NEW YORK (CNN/Money) – You're well past the age of innocence. But admit it: When it comes to meeting your financial goals, you're not past the impatience of a first-grader on a car trip.
You're always wondering: Aren't we there yet?
If you're frustrated with how far you haven't come at this stage, you may want some ideas about how to hit the gas on your building wealth or reducing debt.
With that in mind, here are four ASAP strategies that may help.
Strategy No. 1: Get out of the way.
When was the last time you regularly deposited money into your savings or brokerage accounts? No, not your 401(k) – you probably have that covered through your automatic payroll deduction.
Of the more than 100 clients certified financial planner Mari Adam works with, most are good about not touching what's in their savings and brokerage accounts. But "they won't put anything in," she added. "I can't think of a single one who makes contributions voluntarily."
You know how it goes: Money hits your checking account; you make a mental note to transfer some of it to savings. Then you don't.
"The longer you leave it in checking, the more likely it will vanish," Adam said. That's why she recommends clients set up payroll deposits of $100 to $250 into their savings and brokerage accounts.
The real secret to making your savings grow, she said, is simple: "Try to get it away from you."
Strategy No. 2: Give net worth a chance.
Credit card debt is like a pit of quicksand for your net worth.
Paying off your highest rate debt first is one of the fastest (and cheapest) ways to become debt-free, said certified financial planner Patricia Jennerjohn.
Here's the strategy: First, figure out how much you can afford to pay toward credit card debt every month. Say it's $400.
Next, divvy up the $400 in the following way: Pay the minimums owed on all your cards. Then apply whatever is left to your highest rate card.
So, for example, say you have $10,000 in credit card debt over four cards. The first has a $5,000 balance with a 20 percent APR; the second has a $2,500 balance at 18 percent; the third has a $1,250 balance at 16 percent and the fourth has a $1,250 balance at 14 percent.
You'll pay the 2 percent minimums due on all the cards (for a total of $200), then you'll apply the remaining $200 you've earmarked for debt payments to the $5,000 card. In effect, you're paying $300 a month to that card ($100 minimum +$200 extra).

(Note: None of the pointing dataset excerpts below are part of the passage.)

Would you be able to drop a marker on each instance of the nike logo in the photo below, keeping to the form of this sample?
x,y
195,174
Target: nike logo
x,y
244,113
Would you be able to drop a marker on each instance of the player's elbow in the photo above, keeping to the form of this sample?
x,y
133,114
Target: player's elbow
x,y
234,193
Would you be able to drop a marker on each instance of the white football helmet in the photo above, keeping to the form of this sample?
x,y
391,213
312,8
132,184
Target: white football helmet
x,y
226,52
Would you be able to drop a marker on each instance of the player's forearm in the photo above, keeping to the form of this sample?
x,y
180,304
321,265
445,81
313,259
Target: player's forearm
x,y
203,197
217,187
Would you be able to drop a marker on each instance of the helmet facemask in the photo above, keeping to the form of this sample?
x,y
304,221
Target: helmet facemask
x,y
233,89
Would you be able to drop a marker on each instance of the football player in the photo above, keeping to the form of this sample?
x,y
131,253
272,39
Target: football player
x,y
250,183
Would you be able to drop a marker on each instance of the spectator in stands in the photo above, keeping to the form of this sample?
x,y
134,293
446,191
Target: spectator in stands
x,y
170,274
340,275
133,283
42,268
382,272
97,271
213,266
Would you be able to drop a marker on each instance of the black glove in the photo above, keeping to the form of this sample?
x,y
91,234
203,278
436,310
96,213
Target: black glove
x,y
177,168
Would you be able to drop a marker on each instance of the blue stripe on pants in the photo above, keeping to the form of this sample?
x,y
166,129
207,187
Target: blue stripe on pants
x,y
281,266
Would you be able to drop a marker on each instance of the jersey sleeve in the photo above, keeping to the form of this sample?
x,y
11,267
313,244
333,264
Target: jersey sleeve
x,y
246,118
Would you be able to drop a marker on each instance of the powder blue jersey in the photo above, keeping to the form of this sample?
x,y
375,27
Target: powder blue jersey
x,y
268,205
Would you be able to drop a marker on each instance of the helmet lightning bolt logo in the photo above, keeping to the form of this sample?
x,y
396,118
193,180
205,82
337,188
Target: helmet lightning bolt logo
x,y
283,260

Once that card is paid off, you apply that $300 to the next highest rate card (with the $2,500 balance) in addition to the minimum you've been paying. When it's paid off, apply those payments plus the minimum to the next highest rate card, and so on.
Continue with this strategy until all your balances are zero.
Using this method in the example above, you'd be debt-free in 2 years and 3 months and will pay less than $2,700 in interest, Jennerjohn said.
If you'd paid the $200 in minimums and then evenly divvied up the $200 remaining ($50 to each of the four cards), it would take you three years and $2,939 in interest to be debt free.
Or if you just paid the minimums on all the cards, it would take you over nine years and more than $9,600 in interest.
Strategy No. 3: Minimize the cost of your home.
Prepaying your mortgage can save you tens, if not hundreds, of thousands of dollars in interest if you're in the early years of your mortgage (when your payments are mostly interest).
Certified financial planner Kim Dignum often advises clients to round up the amount they pay on their mortgage every month. "Get in the habit of it, and you don't feel it," Dignum said.
|PREPAY AND SAVE?
Say you have a $200,000, 30-year fixed rate mortgage at 7 percent. Your monthly payment will be about $1,330. If you round up to $1,400 (an additional $70 per month), you'll pay your loan off in just over 26 years, and you'll save $48,000 in interest.
You can save even more on a biweekly payment plan, in which you pay half your monthly mortgage payment every two weeks, for a total of 26 weeks. That translates into an extra month of mortgage payments (or an additional $1,330) every year.
With that same 30-year mortgage, you'll save over $68,000 in interest, and pay off your mortgage in under 24 years.
But banks can charge hefty fees to set up a biweekly plan. To achieve the same or better results for free, just add 10 percent extra to your monthly mortgage payments, suggests David Bach in his book, "The Automatic Millionaire." (By doing so in the example above, you'd pay an extra $133 a month, and save more than $77,000 in interest.)
A prepay strategy may not make as much sense, if your contract imposes prepayment penalties or your rate is so low that alternate savings opportunities would earn you a lot more.
Strategy No. 4: Divide and conquer.
Once you're done paying the bills every month, with some luck you'll have some discretionary income left over.
Dignum recommends you earmark a third of it for anything that gives you gratification, another third for your short-term goals and another third for your long-term goals.
And don't make the mistake certified financial planner Rick Applegate sees many people make as their income grows. "A lot of people confuse income with wealth," Applegate said. The more they make, the more they think "they deserve to live at a certain standard of living," he said.
Whatever net-worth building strategy you choose, rest assured you're doing yourself a favor.
It's always a good idea to "pay yourself as you go," Adam said. "Tomorrow, you don't know what's going to happen."